Rain Newton-Smith, chief executive of the CBI business lobby group, said the deal recognised “real opportunities for growth” in services, which she called the UK’s “super power.”

Business travel and visa-free access

The deal includes visa-free travel for up to 90 days per year to Switzerland for UK services professionals, eliminating complicated immigration conditions for short-term business trips. For longer stays, the visa route with sponsor companies in Britain remains.

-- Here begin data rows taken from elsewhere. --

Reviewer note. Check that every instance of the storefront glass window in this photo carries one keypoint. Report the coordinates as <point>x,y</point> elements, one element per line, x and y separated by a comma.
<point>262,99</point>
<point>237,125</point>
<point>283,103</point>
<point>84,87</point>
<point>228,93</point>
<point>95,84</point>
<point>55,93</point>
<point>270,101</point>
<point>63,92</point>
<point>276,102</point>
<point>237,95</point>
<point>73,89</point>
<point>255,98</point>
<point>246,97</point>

Similarly, the UK allows visa-free travel for up to 90 days for Swiss companies bringing personnel to deliver contracts.

Chris Hayward, policy chair of the City of London Corporation, called the deal “gold standard,” noting that reducing border friction through e-gates “and allowing business travellers more time to do business” was a priority.

Pharmaceutical patent protections

Both sides agreed to maintain existing pharmaceutical patent protections. Richard Torbett, chief executive of the Association of the British Pharmaceutical Industry, said both countries “made explicit their commitment to maintain a strong and proportionate intellectual property regime.” Earlier reports suggested the UK, under pressure from the Department of Health and Social Care, sought to reduce patent lengths to allow the NHS quicker access to cheaper generic drugs.

Mark Samuels, chief executive of Medicines UK, which represents suppliers of nine out of ten NHS medicines, said the deal ensures “safeguarding the NHS’s access to affordable generic medicines by maintaining current terms of protection in the UK domestic system.”